Along South Road the Walkley Beer Co premises weren't open but still set up to be a temporary pub - I hear they were open August Bank Holiday. There was talk of them opening the building permanently as an off licence and then getting a temporary bar license for events and bank holidays, but am unsure what the situation is. I understand you can only get about 10 such licences a year, and with no further bank holidays til Christmas it would be a shame to wait so long to visit the pub/shop again.
Next up I popped into the Rose House. Three handpumps in here and one beer on, a rather odd tasting Moorhouses First Cut which I recall was £1.50 a half. It was fairly busy, and although not noticeably advertising the real ales, its a good sign that they are still selling them.
Into Commonside next and I opted not to visit the Springvale and instead went to the Closed Shop which was also, for a Monday late afternoon, quite busy. I had an excellent pint of Brass Castle Cliffhanger at £2.90 a pint and went and sat in the last of the sunshine in the beer garden. Having eaten an entire packet of chorizo from the excellent Beeches shop in Walkley I opted not to eat here, apart from some expensive zebra jerky. Instead I opted to "eat" the Brass Castle Sunshine, which, despite its light colour, you virtually needed a spoon to get it down your throat. Afterwards I nipped into the Hallamshire to see the man of Ash and sup a very enjoyable half of Thornbridge desert sessions rye IPA at 5.7%, which was probably £1.75 a half - but I didn't write that down.
I walked into Broomhill next and had a tasty smoked chicken and potato salad and half a 4.2% Summer Wine Brewery Union pale at the York. The salad was delicate and delicious but I probably would have benefited more from a bag of chips! I also visited the Broomhill Tavern for the first time this decade and had a half of Kelham Island Easy Rider at £1.50, from a range of 2 or 3. Its difficult to get the feel of the place on such a short visit but I noticed they took the menus off the tables at 18.50....
Off into town I stopped in the Wick at Both Ends for half of the Blackjack Trial 13 at £1.60, which was an odd but tasty beer, before going to meet Miss N and drink a pint and a half of Blue Bee Lustin for Stout in the Dove and Rainbow. Here I met Mr Slaughter and we persuaded him to join us for a last one in Shakespeares before he walked home to Stannington (!) and we headed home. I can't remember what we had but Mr S had a pint of the Revolutions demo wheat beer which was very nice, as we discovered on Wednesday....
Which is when I met Miss N outside work and we walked in the hazy evening sunshine to the Gardeners Rest. I had a pint of Fyne Ales Jarl and Miss N the Sheffield Brew Co Galena, which was stronger than the Jarl but about 80p a pint cheaper. We sat outside watching the bird life on the river and letting it get dark and the triffid like lamps light up, before we opted for more beer. This time I had a half of Kia Kaha from the Crwr Tal community brewery, and a Seven Brothers brewery IPA as well as another pint of Jarl, which came to £6.16 and was shared between us both.

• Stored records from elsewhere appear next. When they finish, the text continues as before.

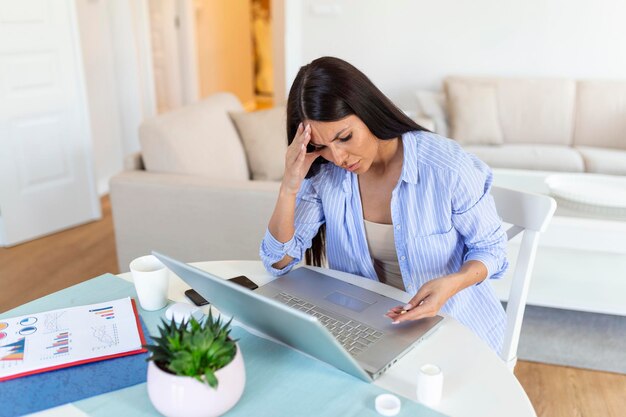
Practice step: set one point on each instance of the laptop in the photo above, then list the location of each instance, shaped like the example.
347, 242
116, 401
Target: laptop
336, 322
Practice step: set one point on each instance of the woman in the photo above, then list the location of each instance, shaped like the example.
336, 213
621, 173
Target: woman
381, 197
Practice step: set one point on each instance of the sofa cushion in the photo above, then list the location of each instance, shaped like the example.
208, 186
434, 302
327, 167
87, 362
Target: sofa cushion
536, 157
264, 138
199, 139
537, 111
603, 161
473, 113
433, 105
601, 114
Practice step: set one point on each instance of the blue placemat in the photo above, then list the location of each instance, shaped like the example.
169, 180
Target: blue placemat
280, 381
49, 389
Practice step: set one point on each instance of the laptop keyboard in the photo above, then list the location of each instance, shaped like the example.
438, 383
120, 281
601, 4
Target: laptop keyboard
354, 336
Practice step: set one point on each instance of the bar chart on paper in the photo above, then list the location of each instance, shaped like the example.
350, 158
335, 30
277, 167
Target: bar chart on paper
65, 337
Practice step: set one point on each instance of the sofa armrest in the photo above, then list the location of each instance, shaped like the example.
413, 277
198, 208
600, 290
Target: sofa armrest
190, 218
134, 162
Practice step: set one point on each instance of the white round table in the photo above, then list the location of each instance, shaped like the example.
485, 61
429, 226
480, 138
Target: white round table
476, 381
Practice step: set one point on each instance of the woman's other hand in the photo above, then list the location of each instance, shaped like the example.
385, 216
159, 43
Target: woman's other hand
297, 160
428, 300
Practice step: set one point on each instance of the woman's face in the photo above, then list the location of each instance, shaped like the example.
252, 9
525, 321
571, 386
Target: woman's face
347, 143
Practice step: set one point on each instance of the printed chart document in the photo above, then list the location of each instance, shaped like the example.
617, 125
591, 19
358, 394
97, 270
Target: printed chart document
66, 337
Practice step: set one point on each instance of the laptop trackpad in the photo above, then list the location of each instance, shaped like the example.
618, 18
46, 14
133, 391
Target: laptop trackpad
347, 301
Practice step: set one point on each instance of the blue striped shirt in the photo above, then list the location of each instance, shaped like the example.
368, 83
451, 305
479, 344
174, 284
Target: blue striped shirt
443, 216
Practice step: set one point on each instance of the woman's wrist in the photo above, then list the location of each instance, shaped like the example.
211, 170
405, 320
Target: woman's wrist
285, 191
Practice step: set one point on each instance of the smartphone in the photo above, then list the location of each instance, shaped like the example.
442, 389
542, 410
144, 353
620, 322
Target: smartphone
196, 298
244, 281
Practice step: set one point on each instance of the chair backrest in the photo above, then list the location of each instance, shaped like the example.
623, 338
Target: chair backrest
530, 214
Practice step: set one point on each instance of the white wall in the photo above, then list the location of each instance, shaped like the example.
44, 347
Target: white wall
116, 52
98, 61
405, 45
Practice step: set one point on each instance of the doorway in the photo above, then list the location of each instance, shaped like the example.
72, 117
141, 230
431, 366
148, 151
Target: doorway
201, 47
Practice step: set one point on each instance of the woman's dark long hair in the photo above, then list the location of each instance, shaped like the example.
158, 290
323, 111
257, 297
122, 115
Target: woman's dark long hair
330, 89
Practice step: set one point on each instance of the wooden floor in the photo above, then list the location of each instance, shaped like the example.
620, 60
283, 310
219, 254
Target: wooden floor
37, 268
34, 269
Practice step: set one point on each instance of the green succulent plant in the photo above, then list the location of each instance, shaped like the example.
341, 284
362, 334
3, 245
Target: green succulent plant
195, 349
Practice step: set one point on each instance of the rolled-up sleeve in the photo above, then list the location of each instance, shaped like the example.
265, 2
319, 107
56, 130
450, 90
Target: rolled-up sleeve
475, 217
309, 216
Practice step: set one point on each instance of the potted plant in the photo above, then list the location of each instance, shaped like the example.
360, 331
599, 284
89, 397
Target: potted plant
195, 369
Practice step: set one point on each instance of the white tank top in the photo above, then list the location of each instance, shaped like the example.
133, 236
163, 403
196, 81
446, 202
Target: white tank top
383, 252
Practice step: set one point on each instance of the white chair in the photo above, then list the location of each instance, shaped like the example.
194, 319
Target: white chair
528, 213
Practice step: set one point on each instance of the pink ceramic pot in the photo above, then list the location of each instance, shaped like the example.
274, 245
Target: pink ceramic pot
183, 396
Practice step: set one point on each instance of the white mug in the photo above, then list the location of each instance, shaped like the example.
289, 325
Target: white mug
429, 385
151, 280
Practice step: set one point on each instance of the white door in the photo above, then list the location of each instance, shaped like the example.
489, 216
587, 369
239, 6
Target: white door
46, 170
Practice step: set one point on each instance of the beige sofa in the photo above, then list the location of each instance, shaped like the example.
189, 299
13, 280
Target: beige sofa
194, 192
538, 124
206, 181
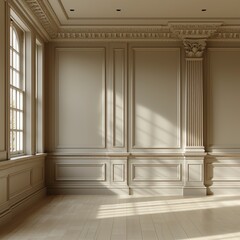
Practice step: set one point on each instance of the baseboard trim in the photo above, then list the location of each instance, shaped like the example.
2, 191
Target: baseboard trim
164, 191
194, 191
15, 209
87, 191
223, 191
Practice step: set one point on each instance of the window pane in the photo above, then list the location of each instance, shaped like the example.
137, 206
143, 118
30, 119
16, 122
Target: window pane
11, 53
20, 120
14, 139
15, 41
14, 119
16, 61
11, 120
16, 80
21, 141
21, 101
11, 43
11, 98
11, 143
14, 100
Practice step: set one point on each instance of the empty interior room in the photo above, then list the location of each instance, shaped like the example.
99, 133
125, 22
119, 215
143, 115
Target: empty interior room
119, 119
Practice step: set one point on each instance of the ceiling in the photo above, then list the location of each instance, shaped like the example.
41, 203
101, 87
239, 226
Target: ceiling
134, 19
142, 12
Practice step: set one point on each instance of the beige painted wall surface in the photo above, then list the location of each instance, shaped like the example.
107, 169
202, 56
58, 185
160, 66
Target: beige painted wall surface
223, 98
155, 98
81, 98
2, 80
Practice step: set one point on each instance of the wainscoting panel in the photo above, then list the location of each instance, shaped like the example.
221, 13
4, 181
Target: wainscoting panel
118, 63
90, 175
222, 174
156, 175
22, 182
81, 98
81, 172
223, 99
3, 187
155, 98
19, 182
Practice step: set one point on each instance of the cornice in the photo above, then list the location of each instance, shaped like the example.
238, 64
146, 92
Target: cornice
117, 33
43, 15
194, 30
172, 31
194, 48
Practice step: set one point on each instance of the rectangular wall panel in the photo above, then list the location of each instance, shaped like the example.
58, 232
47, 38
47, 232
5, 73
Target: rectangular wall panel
159, 171
80, 172
3, 187
156, 172
3, 61
223, 98
38, 175
155, 98
19, 182
81, 95
119, 107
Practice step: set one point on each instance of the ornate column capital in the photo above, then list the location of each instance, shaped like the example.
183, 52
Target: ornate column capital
194, 48
194, 30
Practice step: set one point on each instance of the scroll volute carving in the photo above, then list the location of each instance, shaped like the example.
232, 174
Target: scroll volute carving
194, 48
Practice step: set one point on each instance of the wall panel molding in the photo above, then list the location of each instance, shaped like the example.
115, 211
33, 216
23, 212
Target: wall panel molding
22, 183
75, 106
222, 100
148, 102
80, 172
119, 97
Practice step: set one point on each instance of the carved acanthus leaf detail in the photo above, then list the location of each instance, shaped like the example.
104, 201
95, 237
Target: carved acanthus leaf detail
194, 48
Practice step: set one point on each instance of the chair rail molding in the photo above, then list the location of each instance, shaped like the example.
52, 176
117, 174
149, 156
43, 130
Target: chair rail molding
42, 11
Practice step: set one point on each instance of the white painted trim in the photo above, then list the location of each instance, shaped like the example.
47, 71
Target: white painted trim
16, 208
87, 191
3, 155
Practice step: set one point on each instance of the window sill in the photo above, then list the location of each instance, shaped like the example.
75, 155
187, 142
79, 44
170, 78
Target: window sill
20, 160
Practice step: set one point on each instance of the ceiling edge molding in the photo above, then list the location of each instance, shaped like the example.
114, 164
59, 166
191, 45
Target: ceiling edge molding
225, 33
172, 31
126, 33
45, 18
21, 9
194, 30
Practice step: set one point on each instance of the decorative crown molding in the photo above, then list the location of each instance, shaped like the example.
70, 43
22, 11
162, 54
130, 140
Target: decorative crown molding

It was now dark and we walked round to the Ship for a pint each of the Kelham Pale Rider which, at a guess, was likely £2.80 a pint and was as always, on top form. We then repaired to Shakespeares to drink some Hand Drawn Monkey beers, Tynebank Mosaic and the Raspberry Wheat beer from Revolutions, before realising that it was too late to get a bus and ordering a taxi home.
So, the first three days have been a success with some excellent beer in a number of equally excellent Sheffield boozers. Tomorrow, I will tell you all about yesterday and today as well.